Täter soll Visionen gehabt haben: Motiv der tödlichen Messerattacke in Paris unklar

Ein Mitarbeiter der Polizei greift in der Präfektur in Paris Kollegen mit einem Messer an und tötet vier von ihnen. Er soll Stimmen gehört haben.

Die tödliche Messerattacke in der Pariser Polizeipräfektur mit insgesamt fünf Toten gibt weiter Rätsel auf. „Wir haben keine Hinweise auf eine mögliche Radikalisierung des Täters“, sagte Regierungssprecherin Sibeth Ndiaye am Freitagmorgen dem Sender Franceinfo. Sie reagierte damit auf Berichte, nach denen der 45-jährige Angreifer 2017 zum Islam konvertiert sei. „Nur weil Sie ein Muslim sind, bedeutet das nicht, dass Sie ein Terrorist sind“, sagte Ndiaye.
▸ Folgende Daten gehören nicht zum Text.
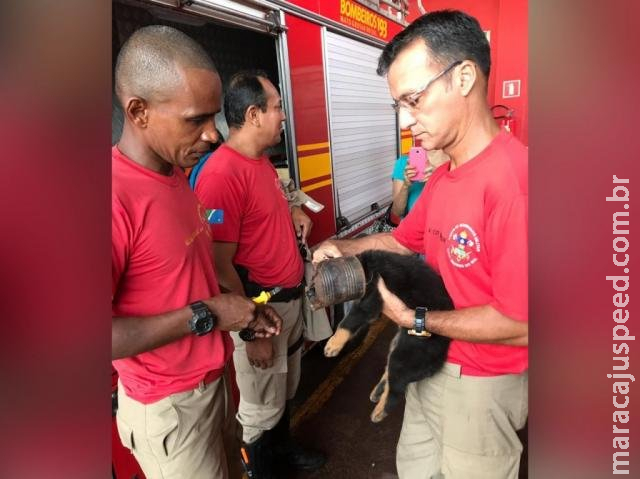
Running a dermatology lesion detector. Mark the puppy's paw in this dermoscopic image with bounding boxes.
[369,380,386,403]
[324,336,344,358]
[324,328,351,358]
[371,401,387,422]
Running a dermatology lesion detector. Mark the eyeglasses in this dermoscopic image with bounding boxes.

Weiter keine Hinweise auf terroristischen Hintergrund

Der 45 Jahre alte Mitarbeiter des Polizeihauptquartiers im Herzen von Paris hatte am Donnerstag vier Menschen mit einem Messer getötet und war dann erschossen worden. Es soll sich um drei Männer und eine Frau handeln. Der in dieser Form beispiellose Fall löste in Frankreich Entsetzen und Trauer aus. Staatschef Emmanuel Macron und Regierungsmitglieder waren am Donnerstag an den Tatort gekommen, um mit Mitarbeitern zu sprechen.

Ein terroristischer Hintergrund sei nicht ausgeschlossen, allerdings gebe es zu diesem Zeitpunkt der Ermittlungen keine Anhaltspunkte dafür, betonte Regierungssprecherin Ndiaye. Medien zufolge war der Hintergrund ein interner Konflikt innerhalb der Polizeibehörde. Der Rundfunksender France Info berichtete unter Berufung auf Polizeikreise, der Täter habe nach Angaben seiner Frau vor der Attacke am Donnerstag „Visionen gehabt“ und „Stimmen gehört“.
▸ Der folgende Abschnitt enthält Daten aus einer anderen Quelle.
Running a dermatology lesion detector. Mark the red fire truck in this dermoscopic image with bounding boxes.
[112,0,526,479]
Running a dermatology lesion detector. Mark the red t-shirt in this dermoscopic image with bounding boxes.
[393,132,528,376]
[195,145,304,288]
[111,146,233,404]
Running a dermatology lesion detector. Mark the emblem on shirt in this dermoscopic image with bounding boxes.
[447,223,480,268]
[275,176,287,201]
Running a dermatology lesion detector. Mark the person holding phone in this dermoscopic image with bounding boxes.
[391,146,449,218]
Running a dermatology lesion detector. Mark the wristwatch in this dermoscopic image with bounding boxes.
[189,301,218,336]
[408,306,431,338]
Der Vater von zwei Kindern im Alter von drei und neun Jahren war schwerhörig und galt als behindert. Eine Nachbarin in dem Ort Gonesse nordöstlich von Paris beschrieb den Mann als „sehr ruhig“. Er sei regelmäßig zur Moschee gegangen, habe aber keine Anzeichen von Fanatismus gezeigt.

Der mutmaßliche Täter benutzte ein Keramikmesser

Berichten zufolge war der 45-Jährige in der als sensibel geltenden Abteilung „Direction de renseignement“ der Polizeibehörde eingesetzt - in dieser Abteilung geht es unter anderem um den Kampf gegen Terrorbedrohungen. Er sei ein Informatiker in dieser Abteilung gewesen und habe seit 1993 bei der Polizei gearbeitet, sagte Loïc Travers von der Polizeigewerkschaft Alliance dem Sender BFMTV. Er sei ein vorbildlicher Beamter gewesen, der von seinen Kollegen sehr geschätzt worden sei.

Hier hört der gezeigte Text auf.